一連の記録的大雨の被害は各地の特産品にも影響を及ぼしている。畳表の材料となるイグサの生産が全国一の八代市では、7月に収穫したばかりのイグサが水に漬かるなど、大きな被害が出た。
濡れたイグサや畳表は廃棄せざるを得ない
八代市昭和日進町、倉庫にたまった泥をかき出しているのは、父の代から60年以上続くイグサ農家の東家聖治さん。東家さんは「(今まで浸水したことは)ちょっとくらいはあると思うんですよね。
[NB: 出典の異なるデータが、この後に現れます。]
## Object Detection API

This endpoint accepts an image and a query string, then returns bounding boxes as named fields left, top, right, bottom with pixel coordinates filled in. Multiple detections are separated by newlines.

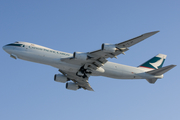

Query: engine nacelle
left=101, top=43, right=116, bottom=53
left=66, top=82, right=79, bottom=91
left=73, top=52, right=88, bottom=61
left=54, top=74, right=68, bottom=83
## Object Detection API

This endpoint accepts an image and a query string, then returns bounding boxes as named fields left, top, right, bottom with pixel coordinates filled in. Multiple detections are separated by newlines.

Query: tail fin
left=138, top=54, right=167, bottom=70
left=139, top=54, right=176, bottom=84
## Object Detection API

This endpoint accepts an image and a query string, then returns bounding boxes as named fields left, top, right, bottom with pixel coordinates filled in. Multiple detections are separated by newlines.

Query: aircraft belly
left=19, top=52, right=53, bottom=65
left=101, top=62, right=143, bottom=79
left=53, top=62, right=80, bottom=73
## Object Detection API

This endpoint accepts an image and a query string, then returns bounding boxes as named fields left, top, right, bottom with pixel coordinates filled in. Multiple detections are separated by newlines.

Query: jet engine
left=73, top=52, right=88, bottom=61
left=101, top=43, right=116, bottom=53
left=54, top=74, right=68, bottom=83
left=66, top=82, right=80, bottom=91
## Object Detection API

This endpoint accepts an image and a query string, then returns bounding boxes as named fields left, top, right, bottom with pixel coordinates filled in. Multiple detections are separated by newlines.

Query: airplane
left=2, top=31, right=176, bottom=91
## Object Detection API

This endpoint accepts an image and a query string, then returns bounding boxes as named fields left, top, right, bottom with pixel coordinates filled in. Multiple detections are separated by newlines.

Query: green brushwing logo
left=140, top=57, right=165, bottom=69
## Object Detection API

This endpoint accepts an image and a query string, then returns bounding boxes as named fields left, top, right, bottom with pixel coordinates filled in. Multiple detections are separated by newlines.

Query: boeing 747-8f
left=3, top=31, right=176, bottom=91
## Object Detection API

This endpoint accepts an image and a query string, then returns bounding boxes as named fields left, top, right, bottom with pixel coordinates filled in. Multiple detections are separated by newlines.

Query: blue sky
left=1, top=0, right=180, bottom=120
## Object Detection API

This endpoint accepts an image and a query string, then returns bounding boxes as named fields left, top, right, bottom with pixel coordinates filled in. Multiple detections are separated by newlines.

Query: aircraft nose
left=2, top=44, right=11, bottom=53
left=2, top=45, right=7, bottom=51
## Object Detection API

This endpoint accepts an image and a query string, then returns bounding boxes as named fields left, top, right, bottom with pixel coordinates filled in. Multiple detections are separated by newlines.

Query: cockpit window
left=6, top=43, right=24, bottom=47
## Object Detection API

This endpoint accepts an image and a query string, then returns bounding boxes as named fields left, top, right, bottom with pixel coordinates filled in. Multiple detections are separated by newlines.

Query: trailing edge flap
left=146, top=65, right=176, bottom=75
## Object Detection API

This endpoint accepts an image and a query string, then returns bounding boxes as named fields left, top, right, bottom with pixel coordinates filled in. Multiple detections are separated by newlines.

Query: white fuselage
left=3, top=42, right=163, bottom=80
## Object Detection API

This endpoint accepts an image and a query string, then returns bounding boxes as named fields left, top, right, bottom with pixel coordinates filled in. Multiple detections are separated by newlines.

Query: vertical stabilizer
left=138, top=54, right=167, bottom=70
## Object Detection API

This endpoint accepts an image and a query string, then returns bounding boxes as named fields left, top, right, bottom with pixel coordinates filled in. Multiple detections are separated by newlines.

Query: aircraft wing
left=90, top=31, right=159, bottom=59
left=59, top=70, right=94, bottom=91
left=67, top=74, right=94, bottom=91
left=62, top=31, right=159, bottom=66
left=61, top=31, right=159, bottom=91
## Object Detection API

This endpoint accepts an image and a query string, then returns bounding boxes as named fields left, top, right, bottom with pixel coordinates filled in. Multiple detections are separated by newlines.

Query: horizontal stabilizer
left=146, top=65, right=176, bottom=75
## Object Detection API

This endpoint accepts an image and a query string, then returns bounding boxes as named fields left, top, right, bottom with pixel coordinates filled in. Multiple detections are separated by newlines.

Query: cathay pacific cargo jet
left=3, top=31, right=176, bottom=91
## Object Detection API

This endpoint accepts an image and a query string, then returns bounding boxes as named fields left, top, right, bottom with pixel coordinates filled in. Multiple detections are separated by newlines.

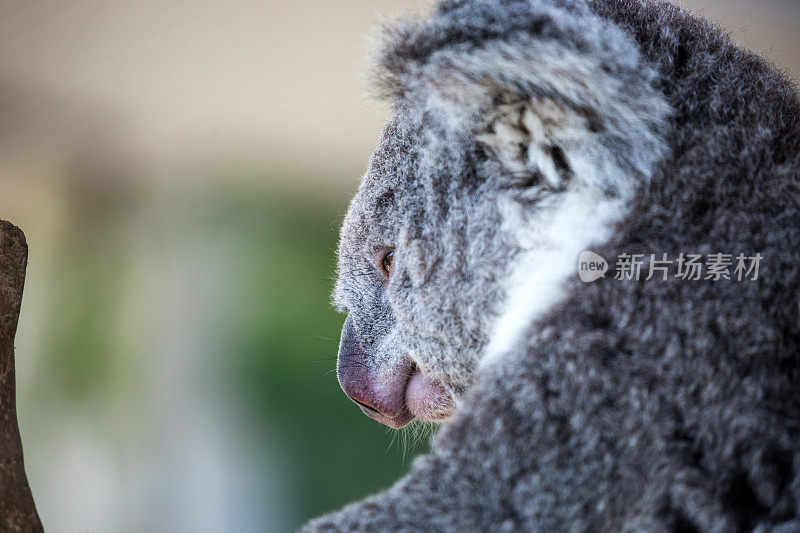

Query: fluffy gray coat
left=306, top=0, right=800, bottom=530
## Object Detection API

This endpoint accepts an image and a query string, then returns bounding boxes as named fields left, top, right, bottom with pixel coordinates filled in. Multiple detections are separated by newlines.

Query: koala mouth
left=404, top=365, right=456, bottom=424
left=352, top=364, right=455, bottom=429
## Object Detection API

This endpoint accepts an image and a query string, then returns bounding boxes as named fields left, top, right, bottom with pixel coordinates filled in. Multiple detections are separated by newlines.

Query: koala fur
left=307, top=0, right=800, bottom=530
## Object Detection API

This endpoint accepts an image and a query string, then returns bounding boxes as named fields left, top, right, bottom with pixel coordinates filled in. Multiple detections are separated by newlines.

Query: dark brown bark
left=0, top=221, right=43, bottom=532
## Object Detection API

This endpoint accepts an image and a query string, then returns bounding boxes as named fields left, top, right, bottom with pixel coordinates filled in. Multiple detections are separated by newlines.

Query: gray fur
left=309, top=0, right=800, bottom=530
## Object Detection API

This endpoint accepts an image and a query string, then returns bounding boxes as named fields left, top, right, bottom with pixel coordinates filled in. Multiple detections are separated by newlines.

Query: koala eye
left=379, top=250, right=395, bottom=278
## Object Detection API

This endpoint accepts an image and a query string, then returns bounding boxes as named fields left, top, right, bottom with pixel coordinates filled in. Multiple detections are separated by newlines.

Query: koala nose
left=336, top=317, right=414, bottom=428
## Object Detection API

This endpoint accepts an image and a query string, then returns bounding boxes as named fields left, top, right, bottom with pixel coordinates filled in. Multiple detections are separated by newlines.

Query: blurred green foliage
left=211, top=184, right=431, bottom=527
left=36, top=178, right=431, bottom=529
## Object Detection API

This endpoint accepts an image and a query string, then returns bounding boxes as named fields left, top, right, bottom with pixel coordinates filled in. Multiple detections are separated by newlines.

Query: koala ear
left=476, top=97, right=590, bottom=191
left=371, top=3, right=670, bottom=195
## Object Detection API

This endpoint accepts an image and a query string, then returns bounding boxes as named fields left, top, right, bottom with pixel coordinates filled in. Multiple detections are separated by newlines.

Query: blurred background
left=0, top=0, right=796, bottom=530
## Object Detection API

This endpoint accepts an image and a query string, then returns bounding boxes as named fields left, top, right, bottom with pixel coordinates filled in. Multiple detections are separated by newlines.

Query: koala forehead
left=334, top=116, right=420, bottom=310
left=338, top=116, right=421, bottom=258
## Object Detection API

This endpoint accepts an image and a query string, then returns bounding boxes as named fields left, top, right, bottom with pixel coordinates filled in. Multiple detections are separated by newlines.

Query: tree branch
left=0, top=221, right=43, bottom=532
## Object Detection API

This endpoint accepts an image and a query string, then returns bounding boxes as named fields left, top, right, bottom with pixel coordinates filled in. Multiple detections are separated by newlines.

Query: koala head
left=332, top=0, right=669, bottom=428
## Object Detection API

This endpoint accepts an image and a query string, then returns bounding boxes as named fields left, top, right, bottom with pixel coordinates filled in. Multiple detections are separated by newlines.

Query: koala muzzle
left=336, top=317, right=415, bottom=429
left=336, top=317, right=456, bottom=428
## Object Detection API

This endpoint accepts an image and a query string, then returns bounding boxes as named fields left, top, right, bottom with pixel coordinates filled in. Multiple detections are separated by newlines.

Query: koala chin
left=311, top=0, right=800, bottom=530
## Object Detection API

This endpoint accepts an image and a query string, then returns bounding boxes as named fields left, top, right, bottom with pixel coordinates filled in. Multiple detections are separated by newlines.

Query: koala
left=306, top=0, right=800, bottom=530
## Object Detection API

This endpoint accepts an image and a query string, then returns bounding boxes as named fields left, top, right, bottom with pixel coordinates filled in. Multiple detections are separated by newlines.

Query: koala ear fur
left=371, top=5, right=671, bottom=194
left=476, top=97, right=590, bottom=191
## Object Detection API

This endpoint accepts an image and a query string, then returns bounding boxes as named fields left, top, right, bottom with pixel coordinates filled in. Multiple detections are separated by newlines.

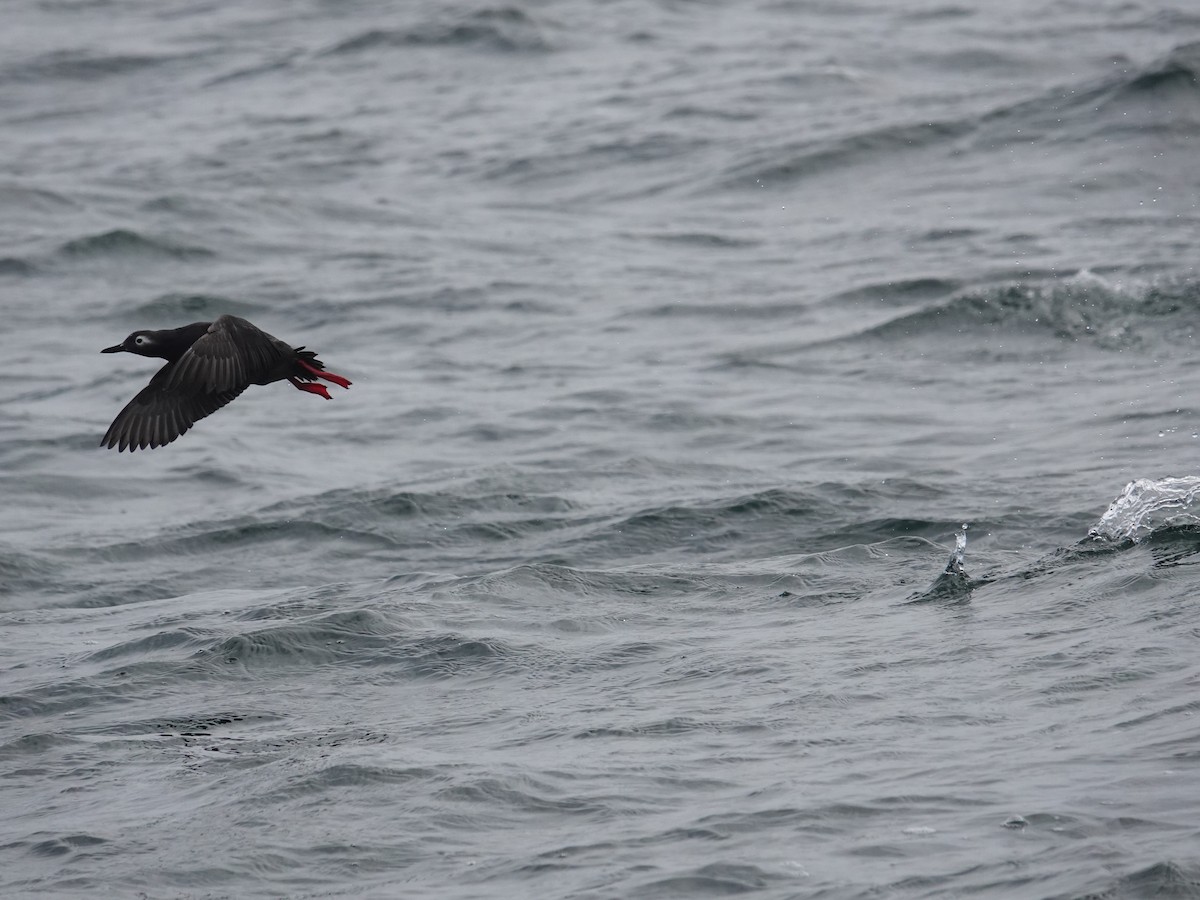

今回の大雨は異常な(水の)量だったんでしょうね」と話す。

東家さんによると、敷地の南側から大量の水が押し寄せ、アッという間に浸水。倉庫兼作業場、そして7月に収穫したばかりのイグサや、畳表を織る機械も水に漬かった。

東家さんは「(収穫したイグサは)2山あるから…この向こうにも。イグサは水を含んだら発酵するんですよね。(濡れたイグサは)廃棄するか、たい肥にするぐらいしかないですね。ここにあった分も、すでに畑でたい肥にした」と肩を落とす。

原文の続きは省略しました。